Gale’s assumptions were incorrect. After serving the United States in Iraq, Gale returned home and began researching colleges. He settled on New York University and has found himself a spot on the NYU blueline.
NYU couldn’t have asked for a more prototypical blue line force. Gale is 6’3” 250 pounds and plays a physical, stay-at-home style.
“Because of my size, I’m not the quickest guy,” Gale said. “ But that is why I play defense. I love to hit, it has been my game since I was allowed to start hitting.”
Gale is also quick to defend his teammates. One of the traits he credits the Marines with helping to develop. His time in the corps forged a personality that many of his NYU teammates admire.
“If anything happens on the ice, [Stephan] is the first one in there,” captain Richie Pallai said. “I know if I was on the other team and saw how big he was, I would take a step back too.”
Pallai, who is wearing a letter for NYU for the second-straight season, has seen the impact Gale has made on the ice and in the locker room.
“He is never negative about anything,” Pallai said. “He is always able to keep things in perspective. We have a good team this year but we are very young. Having that point of view helps out a lot.”
Pallai noted that Gale takes everything in stride, happy to be part of the team. That was echoed by Gale, who described himself as someone who leads by example, rather than being a rah-rah type of leader.
“Being in the Marines teaches you leadership, whether you’re looking for it or not,” Gale said. “A few guys come up to me looking for advice, but I’m not trying to put it out there. I feel like I provide a little maturity to the team.”

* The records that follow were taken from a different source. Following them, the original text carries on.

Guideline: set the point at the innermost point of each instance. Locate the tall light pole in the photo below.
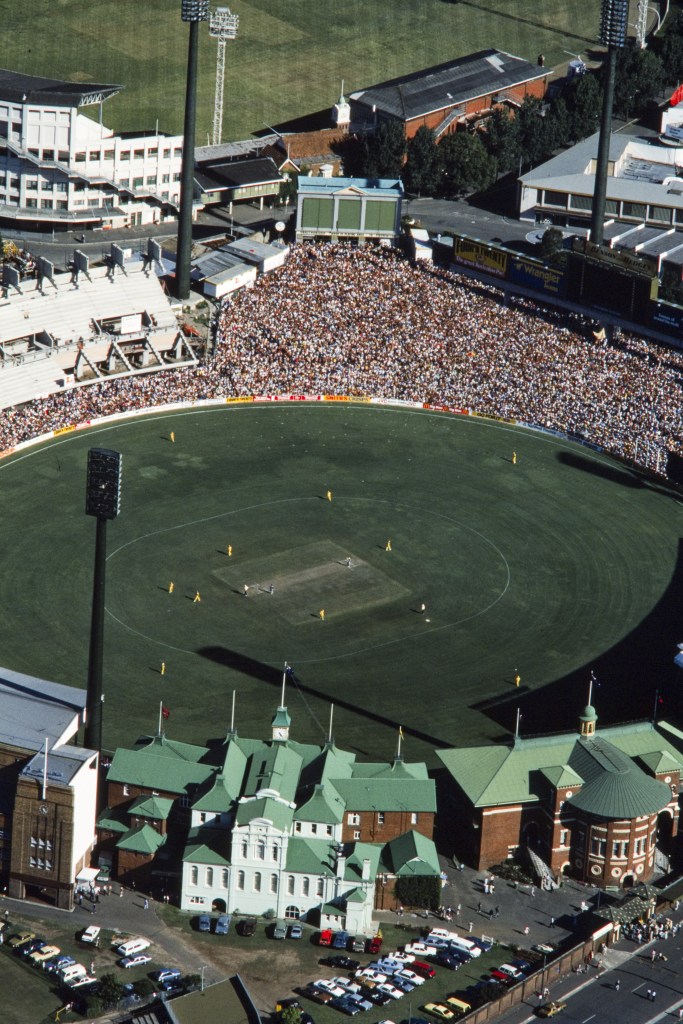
(102, 500)
(193, 11)
(613, 23)
(222, 26)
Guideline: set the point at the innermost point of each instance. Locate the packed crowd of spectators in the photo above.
(368, 323)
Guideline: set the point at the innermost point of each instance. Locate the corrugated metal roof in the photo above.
(449, 84)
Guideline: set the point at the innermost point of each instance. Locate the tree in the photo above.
(422, 891)
(424, 170)
(584, 103)
(467, 166)
(502, 139)
(640, 76)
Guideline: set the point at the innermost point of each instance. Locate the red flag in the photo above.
(677, 97)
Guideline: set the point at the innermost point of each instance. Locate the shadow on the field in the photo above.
(634, 680)
(265, 673)
(613, 473)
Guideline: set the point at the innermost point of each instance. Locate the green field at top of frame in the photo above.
(542, 567)
(289, 58)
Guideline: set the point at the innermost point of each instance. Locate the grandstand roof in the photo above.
(449, 84)
(19, 88)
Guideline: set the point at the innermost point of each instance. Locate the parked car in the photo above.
(550, 1009)
(439, 1010)
(44, 953)
(135, 960)
(167, 974)
(341, 963)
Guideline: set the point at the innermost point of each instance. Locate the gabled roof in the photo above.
(267, 809)
(310, 856)
(163, 765)
(208, 846)
(325, 806)
(449, 84)
(142, 839)
(409, 854)
(152, 807)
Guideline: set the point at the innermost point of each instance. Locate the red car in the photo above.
(424, 970)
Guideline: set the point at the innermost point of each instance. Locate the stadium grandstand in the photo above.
(359, 323)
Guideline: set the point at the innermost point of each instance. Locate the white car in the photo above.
(402, 957)
(421, 949)
(415, 979)
(371, 975)
(329, 986)
(391, 990)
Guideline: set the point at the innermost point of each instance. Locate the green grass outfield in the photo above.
(563, 562)
(289, 58)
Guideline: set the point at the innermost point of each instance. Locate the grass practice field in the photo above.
(289, 58)
(561, 563)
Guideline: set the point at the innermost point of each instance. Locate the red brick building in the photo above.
(449, 95)
(596, 806)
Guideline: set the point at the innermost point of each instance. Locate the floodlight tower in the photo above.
(613, 23)
(193, 11)
(222, 26)
(102, 500)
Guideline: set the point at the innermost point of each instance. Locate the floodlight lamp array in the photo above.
(195, 10)
(613, 23)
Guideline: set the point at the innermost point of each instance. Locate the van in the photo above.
(458, 1006)
(463, 945)
(135, 945)
(72, 972)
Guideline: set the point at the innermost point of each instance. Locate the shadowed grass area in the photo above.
(543, 568)
(288, 59)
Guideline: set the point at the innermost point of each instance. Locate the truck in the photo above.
(340, 940)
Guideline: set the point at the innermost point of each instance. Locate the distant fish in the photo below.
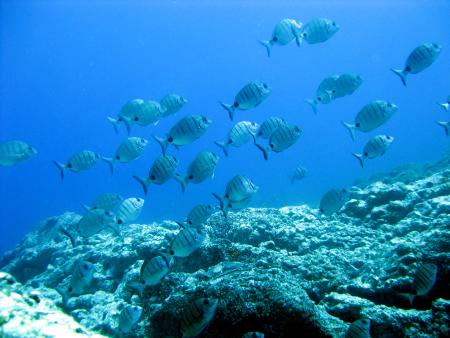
(128, 150)
(13, 152)
(283, 33)
(172, 103)
(359, 329)
(318, 30)
(197, 316)
(420, 58)
(267, 128)
(128, 317)
(239, 134)
(376, 147)
(82, 160)
(333, 200)
(282, 138)
(201, 168)
(250, 96)
(371, 116)
(185, 131)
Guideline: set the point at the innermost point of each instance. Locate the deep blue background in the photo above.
(66, 65)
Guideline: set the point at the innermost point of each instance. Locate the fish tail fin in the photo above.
(446, 126)
(229, 108)
(351, 128)
(268, 44)
(313, 104)
(401, 73)
(143, 181)
(183, 180)
(360, 158)
(163, 143)
(61, 167)
(264, 150)
(223, 146)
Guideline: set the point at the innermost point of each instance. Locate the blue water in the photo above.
(66, 65)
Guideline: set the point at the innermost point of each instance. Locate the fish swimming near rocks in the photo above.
(420, 58)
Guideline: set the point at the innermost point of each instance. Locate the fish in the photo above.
(282, 138)
(299, 174)
(197, 316)
(420, 58)
(283, 33)
(375, 147)
(128, 317)
(201, 168)
(239, 134)
(333, 200)
(186, 242)
(172, 103)
(250, 96)
(318, 30)
(445, 125)
(371, 116)
(162, 170)
(359, 329)
(14, 152)
(128, 150)
(267, 128)
(184, 132)
(82, 160)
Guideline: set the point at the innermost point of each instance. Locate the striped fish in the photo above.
(197, 316)
(238, 135)
(128, 150)
(371, 116)
(79, 161)
(333, 200)
(187, 241)
(162, 170)
(172, 103)
(282, 138)
(250, 96)
(185, 131)
(128, 317)
(359, 329)
(267, 128)
(376, 147)
(318, 30)
(13, 152)
(283, 33)
(201, 168)
(420, 58)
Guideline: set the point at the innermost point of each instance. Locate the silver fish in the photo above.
(376, 147)
(201, 168)
(333, 200)
(250, 96)
(197, 316)
(162, 170)
(172, 104)
(128, 150)
(185, 131)
(359, 329)
(318, 30)
(239, 134)
(371, 116)
(128, 317)
(420, 58)
(13, 152)
(82, 160)
(267, 128)
(283, 33)
(282, 138)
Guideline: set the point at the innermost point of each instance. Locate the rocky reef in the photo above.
(285, 272)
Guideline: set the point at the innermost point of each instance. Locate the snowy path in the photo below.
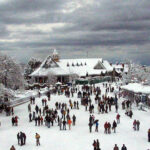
(79, 137)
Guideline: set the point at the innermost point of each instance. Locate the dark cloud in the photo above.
(111, 29)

Perhaps the biggest adjustment for Gale was getting his legs back under him. Despite having ingrained leadership skills, Gale’s hockey IQ and on-ice stamina deteriorated in the five years he was out of the game.
“The first day of training camp was tough,” Gale said. “I had been out of hockey for so long I barely recognized what a practice looked like. I knew I didn’t have my hockey legs yet. It was far more intense than what I remembered.
“Coming in, I thought I would come in and be one of the bigger, stronger guys on the team. I learned quickly that if you don’t skate, you lose it.“
Gale did have plenty of cross training and stamina based on his training from the Marine Corps. He did note that the cross over to skating was the biggest adjustment he had to make.
Both he and Pallai noted that he has found a groove in terms of the contributions he is making on the ice as of late. The five-year absence from competitive hockey was the biggest culprit in Gale’s adjustment period. Simply having the opportunity to play at the collegiate level is enough for Gale right now.
“After signing my contract to join the Marines, college hockey was out of the questions for me,” Gale said. “I’m grateful to be able to play at such a high level. I’m even more grateful to be playing with such a great group of guys like I have here at NYU.”
Gale has taken advantage of the opportunity to complete his hockey career. Something he abandoned when he left to serve the United States. While he is grateful for the chance to play with his teammates at NYU, they would be quick to point out their gratefulness of Gale’s service to the nation.